What You Should Know:
– NVIDIA today unveiled a massive expansion of its healthcare AI initiatives, rolling out new open models as part of the NVIDIA Clara platform and announcing foundational partnerships with industry giants like Lilly and Innovaccer.
– These advancements are set to accelerate scientific discovery, transform complex surgical procedures using digital twins, and embed real-time intelligence into clinical and operational workflows.
Pharma 4.0: Lilly Builds World’s Largest AI Factory
Lilly, already recognized as the No. 1 most AI-ready pharma company, is deploying the world’s first NVIDIA DGX SuperPOD AI factory wholly owned and operated by a pharmaceutical company.
- Immense Computing Power: Built with 1,016 NVIDIA Blackwell Ultra GPUs, the AI factory delivers over 9,000 petaflops of AI performance, which is poised to compress drug discovery timelines and enable breakthroughs in personalized medicine and genomics at industrial scale.
- Drug Discovery and Development: The AI factory will be used to train large-scale biomedical foundation models. Select models will be made available on Lilly TuneLab, which is now the first drug discovery platform to offer both Lilly and NVIDIA Clara open foundation models.
- Digital Twins for Biomanufacturing: Lilly is leveraging NVIDIA Omniverse to create digital twins of its manufacturing lines. This allows teams to model, stress-test, and optimize entire supply chains before making physical changes, accelerating quality assurance and getting medicines to patients faster.
- Economic Impact: This initiative is a cornerstone of Lilly’s $50 billion commitment to expand its U.S. manufacturing and R&D footprint, poised to create 13,000 high-wage manufacturing and construction jobs.
Surgical and Imaging Innovation with Physical AI
NVIDIA is extending its AI into the operating room and imaging suite to solve operational strain and complex diagnostic challenges.
- Robotics Simulation for Surgery: Johnson & Johnson MedTech is using NVIDIA Isaac for Healthcare and Omniverse to advance the MONARCH Platform for Urology. Teams use virtual environments to simulate device setup and patient interaction, optimizing layout and ergonomics. Digital twin simulation can compress design reviews that once took months into hours.
- Agentic AI for Radiology: GE HealthCare is developing an agentic AI diagnostic imaging assistant integrated into devices to address the critical shortage of radiologists. It will process scans, allow interaction via natural language, and create interactive reports, leveraging LLMs, VLMs, and agents.

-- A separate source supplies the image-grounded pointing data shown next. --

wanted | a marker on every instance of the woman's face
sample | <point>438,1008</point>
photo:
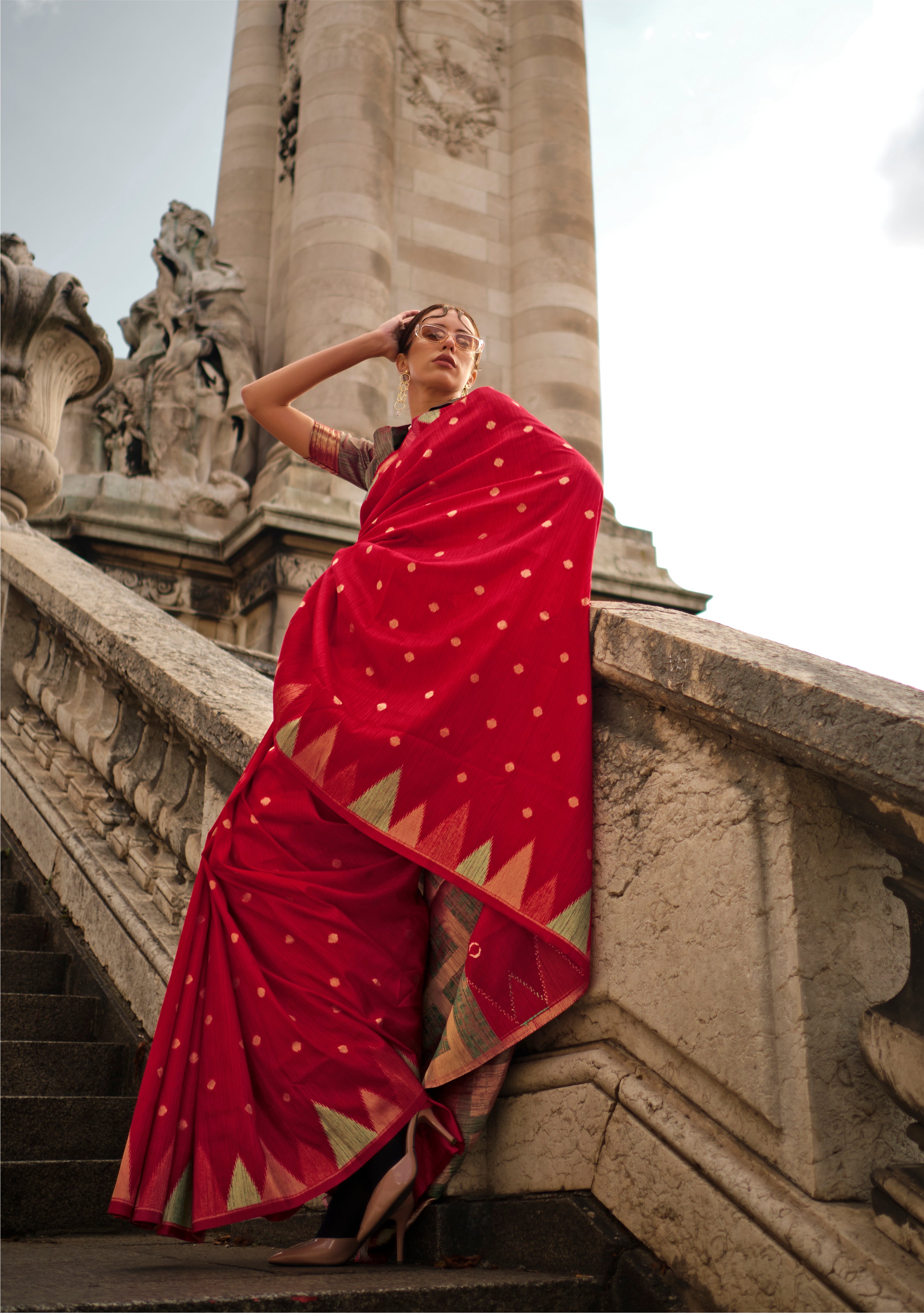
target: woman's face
<point>440,366</point>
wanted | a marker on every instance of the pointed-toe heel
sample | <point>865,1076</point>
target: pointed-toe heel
<point>392,1198</point>
<point>317,1253</point>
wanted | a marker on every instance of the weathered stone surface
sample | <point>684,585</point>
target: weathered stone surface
<point>827,717</point>
<point>741,930</point>
<point>52,352</point>
<point>175,413</point>
<point>740,885</point>
<point>546,1140</point>
<point>376,159</point>
<point>217,700</point>
<point>153,1273</point>
<point>703,1237</point>
<point>715,1201</point>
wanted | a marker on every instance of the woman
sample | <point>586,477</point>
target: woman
<point>398,888</point>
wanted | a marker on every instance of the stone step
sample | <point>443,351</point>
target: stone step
<point>48,1017</point>
<point>58,1195</point>
<point>113,1273</point>
<point>12,896</point>
<point>20,930</point>
<point>33,973</point>
<point>54,1067</point>
<point>57,1127</point>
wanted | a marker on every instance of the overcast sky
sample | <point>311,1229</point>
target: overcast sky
<point>759,172</point>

- Incidental Findings: GE HealthCare is piloting an agentic AI solution to detect and report incidental findings in CTs (which occur in over 47% of abdominal CTs). The AI will identify high-risk lesions and recommend follow-up imaging, with the radiologist retaining full control.
Open Models and Data Ecosystems
NVIDIA is accelerating open science and practical AI deployment through new models and partnerships focusing on data integrity and accessibility.
- Open Models for Discovery: NVIDIA is rolling out open models like CodonFM (codeveloped with Arc Institute, used by Stanford RNA Medicine program) which learns the rules of RNA to improve therapeutic design. Another model, La-Proteina, creates 3D protein structures atom by atom at double the length and faster than previous models.
- Explainable AI (XAI) in Radiology: Clara Reason, a vision language model, advances explainable AI. The NIH is integrating Clara Reason models into radiology workflows to aid report drafting and support clinician training.
- Multimodal AI Integration: Innovaccer has adopted NVIDIA’s full-stack AI platform, including NeMo Guardrails and Triton Inference Server, to accelerate speech, text, and multimodal intelligence across healthcare workflows. This forms the foundation for Innovaccer’s Agents of Care™, which automate repetitive tasks using multimodal data for greater speed and accuracy.
- Data Efficiency: GE HealthCare is conducting research into energy-efficient neural networks for tomographic imaging, with early results showing a reduction in reconstruction iterations from 40 to just six, lowering computational power needs.